Carol Goodman is an academic, and it is clear in the book that she knows her subject well and loves it. She immerses the reader in the strange world of academia with its hissy fits and condescension to those who are perceived to be slightly stupid.

This includes the spouses of professors who are described as vacuous clotheshorses who contribute nothing to their husband's careers. The story is about a troubled youth, Robin Weis, who commits suicide after he has been accused of plagiarism.

He had also unearthed sonnets purportedly written by William Shakespeare's lover.

The lover features in Shakespeare's sonnets as the Dark Lady. Dr Rose Asher, who taught the boy poetry, goes in search of the sonnets that were written in response to Shakespeare's own in Tuscany.
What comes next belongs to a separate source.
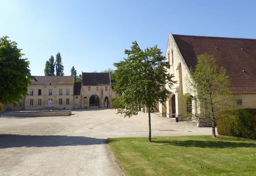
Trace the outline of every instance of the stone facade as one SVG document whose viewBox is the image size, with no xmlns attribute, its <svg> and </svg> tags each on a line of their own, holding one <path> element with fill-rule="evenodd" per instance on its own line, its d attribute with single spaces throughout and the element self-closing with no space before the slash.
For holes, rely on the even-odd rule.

She is supposed to authenticate the sonnets and prove that the writer was the Dark Lady.

Asher leaves for Italy with the college principal, who is also her secret lover. The two are conducting a kinky love affair which is mostly consummated on window sills. This may allude to the way the principal tried to save Weis when he went headlong from a balcony down to his death.

Asher also has to contend with meeting a former tutor who broke her heart after successfully seducing her. Unfortunately, the book goes on for too long, and the plot is a bit obvious. It begins with a promise and ends with a whimper.